Now we have all the pieces in place and can implement the Gauss-Newton method to compute precise intersection points. A few more details we have to take into account:

  1. Initial guess: For each pair of intersecting subtriangles, we use their centroids in (u,v)-parameter space as the initial guess for \((u_1, v_1)\) and \((u_2, v_2)\). By the way, that’s the reason we couldn’t use Gauss-Newton initially to compute intersection points without doing all that geometry in the previous post first: Newton iterations are known to converge very quickly, but only if the initial guess is already in the neighborhood of the exact solution. Otherwise, they are prone to diverging.

  2. Solving the linear system: Directly inverting \(J^T J\) can be numerically unstable if the matrix is ill-conditioned (e.g., if the tangent planes at the two points are nearly parallel). It’s a better idea to use a stable method like SVD (Singular Value Decomposition) to solve this system. We’ll see a second benefit of this approach in the next section.

  3. Parameter domain constraints: The parameters \((u, v)\) have to satisfy \(u \ge 0, v \ge 0, u+v \le 1\). If an update step takes a parameter outside this domain, we have to project them back into the parameter space triangle.

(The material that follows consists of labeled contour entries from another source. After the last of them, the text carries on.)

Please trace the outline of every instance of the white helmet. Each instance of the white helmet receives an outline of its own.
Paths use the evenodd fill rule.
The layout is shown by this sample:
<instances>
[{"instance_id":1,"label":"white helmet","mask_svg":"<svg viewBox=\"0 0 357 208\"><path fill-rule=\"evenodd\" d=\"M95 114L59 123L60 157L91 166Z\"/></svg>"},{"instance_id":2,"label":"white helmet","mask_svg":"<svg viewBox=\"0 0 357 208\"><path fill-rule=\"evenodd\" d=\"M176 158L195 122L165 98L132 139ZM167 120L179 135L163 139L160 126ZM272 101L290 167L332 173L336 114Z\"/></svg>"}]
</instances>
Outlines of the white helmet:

  4. Distinctness: If the two parameter points of our initial guess are too close together, it could happen that after convergence we end up with \( (u_1,v_1) = (u_2,v_2) \). In that case we didn’t find a real intersection and have to discard the point.

  5. Spurious intersections: Since the subtriangles we started with were only linear approximations, in rare cases it can happen that they intersect, but the real surface \(T\) doesn’t. In such cases the Gauss-Newton method doesn’t converge, and again we discard these points.

Bonus: tracing out the intersection curve

Remember that the self-intersection usually takes the form of a curve. Until now we found one point \(\mathbf{x} = (u_1, v_1, u_2, v_2)^T\) whose image lies on that curve. What if we want the entire curve?

The answer lies, again, in the Jacobian \(J \in \mathbb R^{3\times4} \). When we compute the SVD of that matrix, we typically get three right singular vectors \(\mathbf v_1, \mathbf v_2, \mathbf v_3 \in \mathbb R^4 \) associated to nonzero singular values, and a fourth one, \(\mathbf v_4 \in \mathbb R^4 \), which lies in the nullspace of \(J\). That means that moving away from \(\mathbf x\) in the direction of that vector, the gradient of \(\mathbf r(\mathbf x)\) is zero in that direction. But a zero gradient means a constant function \(\mathbf r\), which implies that a small step in direction \(\mathbf v_4\) leaves us (approximately) on the curve! We can simply project that new point \(\mathbf{x}' = \mathbf{x} + \varepsilon \mathbf v_4 \) back onto the curve exactly using our Gauss-Newton method and then continue this process: compute nullspace vector, take a small step, project back. Like this we can trace out the entire self-intersection curve.

A self-intersection curve plotted out in 3D space. A self-intersection curve (in red) plotted out in 3D space. Intersecting subtriangles are shown in yellow.

This class of algorithms is known as predictor-corrector methods, or numerical continuation. Working out all the details is beyond the scope of this article, but the method is implemented in the code repository which I’ll put online soon.

Summary

By formulating the self-intersection condition \(T(u_1, v_1) = T(u_2, v_2)\) as a root-finding problem \(\mathbf{r}(\mathbf{x}) = \mathbf{0}\), we can use Gauss-Newton to refine the approximate intersections we found geometrically. This allows us to confirm that what we found is actually a self-intersection and improves the accuracy of our data. We even saw that we can use an extension of this idea to trace out the entire curve along which the triangle intersects itself.